All the girls to take a potty break before we get in line for the trolley, so we find the nearest bathroom. There is a line about a quarter of a mile outside the door and down the sidewalk.
"Girls, there's another bathroom over there in the trailers if you want to use it," an slightly toothless peroxdide blonde calls out.
So we find the trailer. And it wasn't too difficult. Because the smell billowing from it could be used for military purposes. If we could have bottled this, well many a war may have ended differently.
But when you've got to go, you've got to go. So, we waited in line, downwind from the stench, and practiced living on Mars. Without oxygen. Only to find that the trailer was without air freshener and toilet paper.
I comforted myself with the fact that if I peed down my leg, at least I would have a few seconds of warmth.
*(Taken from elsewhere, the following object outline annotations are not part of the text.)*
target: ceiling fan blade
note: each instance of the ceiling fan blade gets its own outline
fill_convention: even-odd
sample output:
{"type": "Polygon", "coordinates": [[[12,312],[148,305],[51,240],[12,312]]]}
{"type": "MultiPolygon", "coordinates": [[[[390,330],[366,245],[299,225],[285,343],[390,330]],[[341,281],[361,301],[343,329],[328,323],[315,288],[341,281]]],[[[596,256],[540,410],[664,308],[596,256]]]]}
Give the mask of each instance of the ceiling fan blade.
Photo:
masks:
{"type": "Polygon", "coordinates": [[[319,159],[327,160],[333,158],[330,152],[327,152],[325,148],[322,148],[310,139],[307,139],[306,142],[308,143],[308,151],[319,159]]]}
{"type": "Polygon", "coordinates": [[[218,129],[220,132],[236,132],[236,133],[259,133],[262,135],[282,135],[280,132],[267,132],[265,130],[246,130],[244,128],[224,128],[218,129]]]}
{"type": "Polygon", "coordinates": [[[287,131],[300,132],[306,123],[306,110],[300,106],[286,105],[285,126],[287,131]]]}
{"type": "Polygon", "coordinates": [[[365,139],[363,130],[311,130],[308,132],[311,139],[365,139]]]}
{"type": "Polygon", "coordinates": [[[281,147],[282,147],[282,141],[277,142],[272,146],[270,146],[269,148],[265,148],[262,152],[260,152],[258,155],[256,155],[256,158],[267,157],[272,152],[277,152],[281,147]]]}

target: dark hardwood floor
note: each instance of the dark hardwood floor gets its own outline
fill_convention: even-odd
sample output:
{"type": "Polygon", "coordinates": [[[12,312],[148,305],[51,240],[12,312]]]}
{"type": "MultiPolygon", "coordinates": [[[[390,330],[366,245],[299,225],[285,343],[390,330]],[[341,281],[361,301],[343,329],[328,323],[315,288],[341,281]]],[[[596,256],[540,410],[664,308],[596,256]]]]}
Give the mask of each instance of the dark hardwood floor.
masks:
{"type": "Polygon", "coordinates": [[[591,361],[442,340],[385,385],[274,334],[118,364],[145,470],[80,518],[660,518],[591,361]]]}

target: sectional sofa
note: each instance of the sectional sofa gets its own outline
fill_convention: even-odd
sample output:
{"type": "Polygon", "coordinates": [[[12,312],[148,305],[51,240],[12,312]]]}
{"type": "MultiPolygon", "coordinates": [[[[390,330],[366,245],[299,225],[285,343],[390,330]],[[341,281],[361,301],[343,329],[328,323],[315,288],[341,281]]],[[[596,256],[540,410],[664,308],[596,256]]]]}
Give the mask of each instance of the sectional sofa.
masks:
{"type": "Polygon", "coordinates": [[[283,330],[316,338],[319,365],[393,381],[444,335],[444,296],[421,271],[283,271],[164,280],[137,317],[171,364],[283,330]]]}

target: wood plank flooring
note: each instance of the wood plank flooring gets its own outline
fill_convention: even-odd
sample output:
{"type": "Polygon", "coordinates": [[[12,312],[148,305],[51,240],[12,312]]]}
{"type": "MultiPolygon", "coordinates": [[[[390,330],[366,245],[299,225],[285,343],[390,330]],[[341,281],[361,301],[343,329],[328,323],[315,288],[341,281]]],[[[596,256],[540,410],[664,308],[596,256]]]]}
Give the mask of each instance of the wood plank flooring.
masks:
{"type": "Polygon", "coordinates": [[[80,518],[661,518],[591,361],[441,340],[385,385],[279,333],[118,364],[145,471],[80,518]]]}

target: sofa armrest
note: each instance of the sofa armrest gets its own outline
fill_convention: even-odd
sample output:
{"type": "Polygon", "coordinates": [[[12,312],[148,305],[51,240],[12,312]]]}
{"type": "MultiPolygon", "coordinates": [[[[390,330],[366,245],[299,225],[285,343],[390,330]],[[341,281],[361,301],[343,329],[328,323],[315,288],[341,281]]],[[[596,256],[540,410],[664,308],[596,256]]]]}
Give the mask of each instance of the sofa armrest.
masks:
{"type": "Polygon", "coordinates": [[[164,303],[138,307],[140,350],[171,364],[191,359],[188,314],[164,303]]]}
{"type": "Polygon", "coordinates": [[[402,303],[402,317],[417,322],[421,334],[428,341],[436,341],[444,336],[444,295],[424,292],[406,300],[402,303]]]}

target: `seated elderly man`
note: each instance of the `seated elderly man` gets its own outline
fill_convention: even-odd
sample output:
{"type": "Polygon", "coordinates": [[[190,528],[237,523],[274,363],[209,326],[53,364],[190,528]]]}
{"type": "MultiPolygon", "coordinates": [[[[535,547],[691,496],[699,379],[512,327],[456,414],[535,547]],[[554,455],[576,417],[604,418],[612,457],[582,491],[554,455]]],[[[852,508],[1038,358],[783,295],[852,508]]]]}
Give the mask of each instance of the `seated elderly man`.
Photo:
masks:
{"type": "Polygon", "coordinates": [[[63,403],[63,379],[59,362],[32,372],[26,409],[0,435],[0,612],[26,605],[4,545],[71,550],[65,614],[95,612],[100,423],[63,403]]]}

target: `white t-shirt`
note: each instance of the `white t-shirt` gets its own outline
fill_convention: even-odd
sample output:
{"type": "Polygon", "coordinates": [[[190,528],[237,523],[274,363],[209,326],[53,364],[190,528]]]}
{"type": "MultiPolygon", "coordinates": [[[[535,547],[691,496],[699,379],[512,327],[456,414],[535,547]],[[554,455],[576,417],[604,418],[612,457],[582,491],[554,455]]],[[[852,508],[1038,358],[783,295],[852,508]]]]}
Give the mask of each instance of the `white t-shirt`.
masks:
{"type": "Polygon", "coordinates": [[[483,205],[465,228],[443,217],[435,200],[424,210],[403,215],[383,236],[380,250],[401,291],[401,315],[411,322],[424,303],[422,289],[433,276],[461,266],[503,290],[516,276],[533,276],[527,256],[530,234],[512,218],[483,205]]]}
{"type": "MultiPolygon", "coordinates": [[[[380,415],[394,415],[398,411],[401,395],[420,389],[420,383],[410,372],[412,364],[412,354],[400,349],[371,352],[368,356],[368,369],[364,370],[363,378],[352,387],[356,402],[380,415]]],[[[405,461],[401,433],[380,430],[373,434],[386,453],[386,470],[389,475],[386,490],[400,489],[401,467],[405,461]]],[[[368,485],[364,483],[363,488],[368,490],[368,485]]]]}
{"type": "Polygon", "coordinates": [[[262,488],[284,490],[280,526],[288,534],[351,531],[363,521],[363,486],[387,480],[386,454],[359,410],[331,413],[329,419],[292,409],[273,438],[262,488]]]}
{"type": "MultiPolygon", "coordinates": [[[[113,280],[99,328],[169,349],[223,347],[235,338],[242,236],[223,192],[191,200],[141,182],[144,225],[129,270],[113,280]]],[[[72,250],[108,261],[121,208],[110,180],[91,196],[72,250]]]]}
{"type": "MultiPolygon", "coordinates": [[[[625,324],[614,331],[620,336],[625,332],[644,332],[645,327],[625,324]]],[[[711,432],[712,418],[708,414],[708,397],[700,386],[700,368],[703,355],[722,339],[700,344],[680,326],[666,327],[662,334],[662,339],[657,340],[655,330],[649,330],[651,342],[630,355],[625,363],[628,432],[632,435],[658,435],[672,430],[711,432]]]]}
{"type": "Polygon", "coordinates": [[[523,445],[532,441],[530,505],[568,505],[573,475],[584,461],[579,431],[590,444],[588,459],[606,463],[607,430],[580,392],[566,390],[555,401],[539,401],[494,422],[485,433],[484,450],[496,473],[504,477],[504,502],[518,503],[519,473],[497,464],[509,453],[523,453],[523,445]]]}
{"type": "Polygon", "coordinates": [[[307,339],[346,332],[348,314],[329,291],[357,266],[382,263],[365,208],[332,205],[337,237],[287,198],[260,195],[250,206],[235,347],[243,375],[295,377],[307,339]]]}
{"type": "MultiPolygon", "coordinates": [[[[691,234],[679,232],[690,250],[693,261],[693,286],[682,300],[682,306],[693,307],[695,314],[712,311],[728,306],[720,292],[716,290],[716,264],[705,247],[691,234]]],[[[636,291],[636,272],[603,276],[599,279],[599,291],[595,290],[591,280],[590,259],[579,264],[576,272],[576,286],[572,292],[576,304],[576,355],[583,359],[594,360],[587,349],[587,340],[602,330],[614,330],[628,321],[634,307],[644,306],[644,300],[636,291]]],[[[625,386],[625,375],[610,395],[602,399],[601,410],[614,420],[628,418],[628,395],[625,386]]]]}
We found the line for the trolley and began the wait. Our tickets were for nine, and about ten-thirty we boarded our trolley. Within ten minutes all five of the kiddies in attendance (eight and under I might add) were asleep. Yea, the kids are sooo excited. So we froze. But we saw some really beautiful Christmas lights and we did a lot of laughing at ourselves. Good family Christmases aren't about a perfect turkey on the table and immaculately cleaned and decorated houses. There about laughing through the rough parts and enjoying each other regardless. They are about twelve hours that could have been hell, but were a little piece of heaven.